Michael Light, a criminologist at the University of Wisconsin, Madison, looked at whether the soaring increase in illegal immigration over the last three decades caused a commensurate jump in violent crimes: murder, rape, robbery and aggravated assault.
“Increased undocumented immigration since 1990 has not increased violent crime over that same time period,” Light said in a phone interview.
Those findings are published in the current edition of the peer-reviewed journal Criminology.
In a separate study, these same researchers previously looked at nonviolent crime. They found that the dramatic influx of undocumented immigrants, similarly, did not drive up rates of drug and alcohol arrests or the number of drug overdoses and DUI deaths.
While Trump is spouting his fascist rhetoric to attempt to label Democrats as the “party of crime” because they support a path to citizenship for undocumented immigrants who were brought to the country as children, data is showing that immigrants in fact commit less crimes than native-born citizens.
Trump’s other nebulous claim is that Democrats want to bring about socialism that will bring crime. The Democratic party is not calling for the United States to become a socialist state. The Democratic party merely supports policies that help strengthen the social safety net, something which allows people to advance in society due to merit instead of merely means. These policies include things like support for universal health care, public education, infrastructure spending, social security, etc. These policies do not in any way, shape, or form eliminate capitalism. In many ways, they make capitalism stronger, as merit becomes more of a contributing factor for success than means. In addition, a stronger social safety net reduces income inequality, which as we have seen above, would reduce crime.
So, let’s recap: Trump is accusing Democrats of being the “party of crime”. Meanwhile, Trump and the GOP are pushing policies that increase income inequality, which increases crime, increase the “war on drugs”, which increases crime, and increase the number of people carrying guns in public, which increases violent crime. Meanwhile, Democrats are calling for policies that would give a path to citizenship for some undocumented immigrants, who are responsible for less crime than average citizens, and are calling for policies that would reduce income inequality, which would reduce crime.
If one were inclined to ask, one could ask, just which party is really the “party of crime”?

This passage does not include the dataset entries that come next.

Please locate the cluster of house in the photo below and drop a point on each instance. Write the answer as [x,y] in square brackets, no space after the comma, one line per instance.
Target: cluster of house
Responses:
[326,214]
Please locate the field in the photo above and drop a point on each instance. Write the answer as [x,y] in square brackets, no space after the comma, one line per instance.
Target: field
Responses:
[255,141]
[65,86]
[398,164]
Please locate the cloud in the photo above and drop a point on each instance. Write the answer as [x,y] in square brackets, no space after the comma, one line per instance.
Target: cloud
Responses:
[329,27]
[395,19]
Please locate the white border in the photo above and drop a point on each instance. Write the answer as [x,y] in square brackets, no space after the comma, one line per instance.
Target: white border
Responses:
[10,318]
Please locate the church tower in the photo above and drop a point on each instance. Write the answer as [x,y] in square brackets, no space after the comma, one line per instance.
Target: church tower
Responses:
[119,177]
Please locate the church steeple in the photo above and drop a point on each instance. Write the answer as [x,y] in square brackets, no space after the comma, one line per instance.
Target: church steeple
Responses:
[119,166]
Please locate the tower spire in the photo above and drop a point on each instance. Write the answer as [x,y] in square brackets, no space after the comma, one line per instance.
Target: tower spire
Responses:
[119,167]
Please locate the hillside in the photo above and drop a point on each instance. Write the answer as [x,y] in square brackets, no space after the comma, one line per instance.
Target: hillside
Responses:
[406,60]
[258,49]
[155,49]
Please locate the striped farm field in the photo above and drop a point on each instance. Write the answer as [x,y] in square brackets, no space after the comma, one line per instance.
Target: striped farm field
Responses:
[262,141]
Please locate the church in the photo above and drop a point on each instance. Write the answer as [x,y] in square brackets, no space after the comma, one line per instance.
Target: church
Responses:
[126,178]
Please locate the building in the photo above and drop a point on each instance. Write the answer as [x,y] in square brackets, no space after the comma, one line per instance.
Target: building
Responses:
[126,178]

But, we as a country are better than that. Fascism has no place in America. Crime should be discussed with reference to actual policy. Politicians with better policies should be supported. We, as a country should support politicians who want to reduce crime by reducing income inequality. We, as a country should support politicians who want to reduce crime by reforming the “war on drugs”. We, as a country should support politicians who want to reduce violent crime by passing more sensible gun regulation. We, as a country should support politicians who want to reform our immigration system with the knowledge that immigrants are actually less prone to commit crimes than native-born citizens. This is the United States of America, not Nazi Germany nor Fascist Italy. Trump’s divisive rhetoric needs to be thrown in the dustbin of history and never repeated in this great country of ours.